Reference Implementation

Athena provides a reference implementation for the Lambda function that connects to external Hive metastores. The reference implementation is provided on GitHub as an open source project at Athena Hive Metastore.

The reference implementation is available as the following two AWS SAM applications in the AWS Serverless Application Repository (SAR). You can use either of these applications in the SAR to create your own Lambda functions.

  • AthenaHiveMetastoreFunction – Uber Lambda function .jar file.

  • AthenaHiveMetastoreFunctionWithLayer – Lambda layer and thin Lambda function .jar file.

Workflow

The following diagram shows how Athena interacts with your external Hive metastore.


                How Athena interacts with your external Hive metastore.

In this workflow, your database-connected Hive metastore is inside your VPC. You use Hive Server2 to manage your Hive metastore using the Hive CLI.

The workflow for using external Hive metastores from Athena includes the following steps.

  1. You create a Lambda function that connects Athena to the Hive metastore that is inside your VPC.

  2. You register a unique catalog name for your Hive metastore and a corresponding function name in your account.

  3. When you run an Athena DML or DDL query that uses the catalog name, the Athena query engine calls the Lambda function name that you associated with the catalog name.

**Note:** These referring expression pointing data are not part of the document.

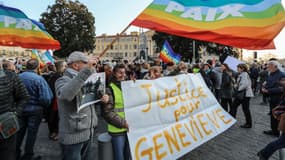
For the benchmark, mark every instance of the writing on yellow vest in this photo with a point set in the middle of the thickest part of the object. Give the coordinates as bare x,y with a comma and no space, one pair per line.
118,108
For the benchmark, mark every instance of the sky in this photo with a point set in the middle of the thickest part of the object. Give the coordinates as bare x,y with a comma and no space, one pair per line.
112,16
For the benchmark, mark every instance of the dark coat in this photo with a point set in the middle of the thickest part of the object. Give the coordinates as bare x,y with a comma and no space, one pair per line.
273,86
226,86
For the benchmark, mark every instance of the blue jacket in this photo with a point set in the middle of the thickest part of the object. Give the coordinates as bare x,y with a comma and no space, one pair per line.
38,89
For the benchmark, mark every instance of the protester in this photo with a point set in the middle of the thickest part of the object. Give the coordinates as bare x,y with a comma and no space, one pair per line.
40,98
263,76
76,129
13,97
218,81
272,88
243,87
113,112
266,152
52,110
8,65
226,88
154,73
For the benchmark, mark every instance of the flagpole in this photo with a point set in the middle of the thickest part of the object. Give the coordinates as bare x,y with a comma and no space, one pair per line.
113,41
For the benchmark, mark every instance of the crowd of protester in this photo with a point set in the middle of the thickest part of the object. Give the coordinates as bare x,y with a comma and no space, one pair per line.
51,93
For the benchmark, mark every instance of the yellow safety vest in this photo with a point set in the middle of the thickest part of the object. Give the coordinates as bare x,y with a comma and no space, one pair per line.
118,108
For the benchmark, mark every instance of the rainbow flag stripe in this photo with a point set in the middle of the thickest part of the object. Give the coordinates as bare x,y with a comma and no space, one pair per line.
240,23
16,29
168,55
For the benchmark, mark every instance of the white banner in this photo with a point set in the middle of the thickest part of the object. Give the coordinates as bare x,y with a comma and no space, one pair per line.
168,117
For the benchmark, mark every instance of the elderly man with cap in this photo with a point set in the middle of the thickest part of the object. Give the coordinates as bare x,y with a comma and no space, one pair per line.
76,129
275,91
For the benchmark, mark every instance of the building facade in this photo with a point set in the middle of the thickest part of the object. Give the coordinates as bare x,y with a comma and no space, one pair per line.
127,46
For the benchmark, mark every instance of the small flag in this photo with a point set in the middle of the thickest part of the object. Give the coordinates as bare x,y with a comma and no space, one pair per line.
168,55
35,55
47,58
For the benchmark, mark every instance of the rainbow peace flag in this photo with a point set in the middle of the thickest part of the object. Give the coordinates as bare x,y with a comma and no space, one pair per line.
249,24
36,55
16,29
168,55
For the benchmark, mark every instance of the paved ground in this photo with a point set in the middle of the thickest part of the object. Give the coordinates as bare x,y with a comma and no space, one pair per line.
234,144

  4. Using AWS PrivateLink, the Lambda function communicates with the external Hive metastore in your VPC and receives responses to metadata requests. Athena uses the metadata from your external Hive metastore just like it uses the metadata from the default AWS Glue Data Catalog.

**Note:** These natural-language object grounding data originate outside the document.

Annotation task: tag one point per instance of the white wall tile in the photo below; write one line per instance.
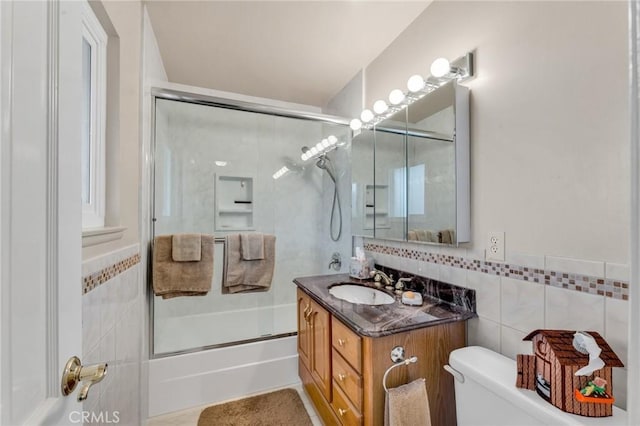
(617, 327)
(512, 343)
(617, 271)
(451, 275)
(575, 266)
(525, 259)
(488, 293)
(429, 270)
(112, 333)
(483, 332)
(91, 320)
(573, 310)
(620, 387)
(522, 304)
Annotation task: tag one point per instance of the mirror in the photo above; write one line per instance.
(390, 189)
(418, 161)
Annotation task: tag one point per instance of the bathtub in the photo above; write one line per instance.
(182, 381)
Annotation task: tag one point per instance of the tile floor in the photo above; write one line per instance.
(190, 417)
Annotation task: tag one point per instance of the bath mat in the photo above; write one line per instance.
(279, 408)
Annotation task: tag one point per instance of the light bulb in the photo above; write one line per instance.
(380, 107)
(355, 124)
(415, 83)
(440, 67)
(396, 97)
(366, 115)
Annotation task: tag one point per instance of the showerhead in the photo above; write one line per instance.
(324, 163)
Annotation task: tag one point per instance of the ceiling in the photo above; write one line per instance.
(296, 51)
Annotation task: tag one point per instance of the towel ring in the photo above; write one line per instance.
(408, 361)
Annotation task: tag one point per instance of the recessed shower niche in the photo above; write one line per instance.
(234, 203)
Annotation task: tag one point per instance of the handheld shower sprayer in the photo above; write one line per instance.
(324, 163)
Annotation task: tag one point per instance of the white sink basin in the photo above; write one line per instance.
(360, 294)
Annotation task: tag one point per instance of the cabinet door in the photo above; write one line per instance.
(320, 324)
(304, 337)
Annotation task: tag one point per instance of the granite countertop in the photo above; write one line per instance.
(383, 320)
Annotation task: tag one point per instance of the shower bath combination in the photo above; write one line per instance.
(325, 163)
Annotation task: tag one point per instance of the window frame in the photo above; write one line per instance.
(93, 213)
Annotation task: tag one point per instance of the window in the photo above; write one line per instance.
(94, 70)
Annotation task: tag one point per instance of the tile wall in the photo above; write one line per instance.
(112, 304)
(525, 293)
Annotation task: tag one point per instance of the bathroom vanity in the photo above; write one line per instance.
(344, 348)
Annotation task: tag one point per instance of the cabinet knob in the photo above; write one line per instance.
(307, 314)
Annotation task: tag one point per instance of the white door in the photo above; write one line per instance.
(40, 218)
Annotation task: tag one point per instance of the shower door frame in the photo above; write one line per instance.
(218, 102)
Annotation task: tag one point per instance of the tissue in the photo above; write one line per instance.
(584, 343)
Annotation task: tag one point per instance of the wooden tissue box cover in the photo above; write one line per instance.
(550, 371)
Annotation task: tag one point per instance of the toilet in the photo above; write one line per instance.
(486, 395)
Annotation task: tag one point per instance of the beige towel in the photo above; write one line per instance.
(174, 279)
(432, 237)
(252, 246)
(446, 236)
(186, 248)
(252, 275)
(408, 405)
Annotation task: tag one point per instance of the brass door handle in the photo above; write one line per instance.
(75, 373)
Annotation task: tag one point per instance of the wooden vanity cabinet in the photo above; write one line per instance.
(342, 371)
(314, 350)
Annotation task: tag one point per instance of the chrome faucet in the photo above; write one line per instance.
(380, 277)
(401, 283)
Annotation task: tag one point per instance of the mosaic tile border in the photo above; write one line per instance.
(94, 280)
(601, 286)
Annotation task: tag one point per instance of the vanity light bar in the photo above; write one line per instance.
(442, 71)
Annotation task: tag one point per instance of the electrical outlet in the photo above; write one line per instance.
(495, 246)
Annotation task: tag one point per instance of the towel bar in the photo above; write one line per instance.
(404, 362)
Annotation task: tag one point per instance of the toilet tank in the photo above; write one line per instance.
(487, 395)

Considerations and Limitations

When you use Athena Data Connector for External Hive Metastore, consider the following points:

  • DDL support for external Hive metastore is limited to the following statements.

    • DESCRIBE TABLE

    • SHOW COLUMNS

    • SHOW TABLES

    • SHOW SCHEMAS

    • SHOW CREATE TABLE

    • SHOW TBLPROPERTIES

    • SHOW PARTITIONS

  • The maximum number of registered catalogs that you can have is 1,000.

  • You can use CTAS to create an AWS Glue table from a query on an external Hive metastore, but not to create a table on an external Hive metastore.

  • You can use INSERT INTO to insert data into an AWS Glue table from a query on an external Hive metastore, but not to insert data into an external Hive metastore.

  • Hive views are not compatible with Athena views and are not supported.

  • Kerberos authentication for Hive metastore is not supported.

  • To use the JDBC driver with an external Hive metastore or federated queries, include MetadataRetrievalMethod=ProxyAPI in your JDBC connection string. For information about the JDBC driver, see Using Athena with the JDBC Driver.

Permissions

Prebuilt and custom data connectors might require access to the following resources to function correctly. Check the information for the connector that you use to make sure that you have configured your VPC correctly. For information about required IAM permissions to run queries and create a data source connector in Athena, see Allow Access to an Athena Data Connector for External Hive Metastore and Allow Lambda Function Access to External Hive Metastores.

  • Amazon S3 – In addition to writing query results to the Athena query results location in Amazon S3, data connectors also write to a spill bucket in Amazon S3. Connectivity and permissions to this Amazon S3 location are required. For more information, see Spill Location in Amazon S3 later in this topic.

  • Athena – Access is required to check query status and prevent overscan.

  • AWS Glue – Access is required if your connector uses AWS Glue for supplemental or primary metadata.

  • AWS Key Management Service

  • Policies – Hive metastore, Athena Query Federation, and UDFs require policies in addition to the AmazonAthenaFullAccess Managed Policy. For more information, see Identity and Access Management in Athena.

Spill Location in Amazon S3

Because of the limit on Lambda function response sizes, responses larger than the threshold spill into an Amazon S3 location that you specify when you create your Lambda function. Athena reads these responses from Amazon S3 directly.

Note

Athena does not remove the response files on Amazon S3. We recommend that you set up a retention policy to delete response files automatically.